A vaga recente de detenções de líderes e membros da oposição que a Amnistia Internacional assinalou no início deste ano apontava já para um padrão sistemático de abusos contra aqueles que na Venezuela ousam expressar opiniões contrárias à do Governo.

Nos dias 11 e 12 de janeiro, o deputado parlamentar Gilber Caro, do partido da oposição Voluntad Popular, os deputados municipais Roniel Farias e Jorge Gonzalez e os ativistas políticos Steicy Escalona e Irwin Roca foram privados da liberdade depois de responsáveis governamentais de elevado nível os terem acusado publicamente de desenvolverem “atividades terroristas” e de ligações a Lilian Tintori, mulher do prisioneiro de consciência Leopoldo López.

“Parece que o Governo do Presidente [venezuelano, Nicolás] Maduro continua com a sua caça às bruxas contra quem quer que ouse expressar uma opinião contrária às suas políticas.
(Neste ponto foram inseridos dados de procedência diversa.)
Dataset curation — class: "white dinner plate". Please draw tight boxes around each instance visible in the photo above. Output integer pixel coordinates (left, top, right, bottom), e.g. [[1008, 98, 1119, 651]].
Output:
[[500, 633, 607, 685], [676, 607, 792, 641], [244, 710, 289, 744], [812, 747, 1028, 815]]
Este uso de argumentos absurdos de conspiração para justificar detenções irregulares revela a ausência de compromisso da Venezuela na promoção e proteção dos direitos humanos básicos de todas as pessoas no país”, criticou a diretora da Amnistia Internacional para as Américas, no dia seguinte àquelas detenções.

Erika Guevara-Rosas exortou ainda as autoridades venezuelanas a garantirem que “são cumpridos os direitos processuais das pessoas detidas, em particular o direito de serem levados a juízes de instância civil, sob acusações credíveis e com provas, e em tempo célere, assim como o acesso pronto a familiares e a representantes legais”. “O Governo venezuelano tem é de encontrar soluções eficazes e justas para ultrapassar a grave crise humana e de direitos humanos que está a afetar a população, e não esforçar-se a perseguir quem pensa de forma diferente”, remata.

A Amnistia Internacional reitera às autoridades venezuelanas que têm de garantir o direito de liberdade de expressão e de reunião pública e pacífica, sem qualquer espécie de discriminação.